**Abstract**

Diagnostic and prognostic prediction is crucial for clinical decision-making in cancer patients. In order to identify prognostic biomarkers of cancer, we created an automated way to find the intersection between differentially expressed essential genes, genes with significant expression changes, and genes that have significantly impacted survival rates in various cancer patients.

Considering the speed of our program, we were able to repeat the process for more than 20 types of different cancers, and for each of them, found overexpression of certain genes to be significantly associated with worse overall survival for the relavant cancer.

With this code, our process is easily repeatable for any future data that may come to light.

**Method**

For each cancer type, our method includes finding the intersection of genes from 3 different databases: 1) the collection of essential genes for that cancer type, 2) the collection of overexpressed genes for that cancer type, and 3) the collection of genes that have significantly impacted survival rates from that cancer type.

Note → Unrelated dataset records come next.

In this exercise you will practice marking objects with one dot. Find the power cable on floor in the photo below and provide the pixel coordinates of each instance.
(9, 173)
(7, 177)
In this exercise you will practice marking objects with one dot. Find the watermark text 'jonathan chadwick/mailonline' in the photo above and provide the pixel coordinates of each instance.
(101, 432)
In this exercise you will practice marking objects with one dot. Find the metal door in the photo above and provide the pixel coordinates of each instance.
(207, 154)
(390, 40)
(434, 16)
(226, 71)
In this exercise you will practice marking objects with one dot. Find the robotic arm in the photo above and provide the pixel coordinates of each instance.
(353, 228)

1. The collection of essential genes for that cancer type. These essential genes are pulled from Behan et al's "Prioritization of cancer therapeutic targets using CRISPR–Cas9 screens", specifically table 2 [1]. 

    All cancer types are recategorized based on TCGA study abbreviations, and filtered for each specific cancer type [2]. 

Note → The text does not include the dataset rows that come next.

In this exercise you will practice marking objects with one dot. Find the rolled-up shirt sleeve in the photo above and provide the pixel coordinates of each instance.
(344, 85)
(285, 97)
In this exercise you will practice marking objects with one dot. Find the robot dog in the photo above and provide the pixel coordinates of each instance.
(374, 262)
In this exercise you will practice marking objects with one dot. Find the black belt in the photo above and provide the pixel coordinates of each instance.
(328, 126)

    Genes that are present in more than 50% of cell lines are considered as essential, computed via excel and placed in the folder: Differential Expression

2. The collection of overexpressed genes for that cancer type
    The collection of overexpressed genes are downloaded from Gepia's differential genes analysis via cancer type analysis [3]. 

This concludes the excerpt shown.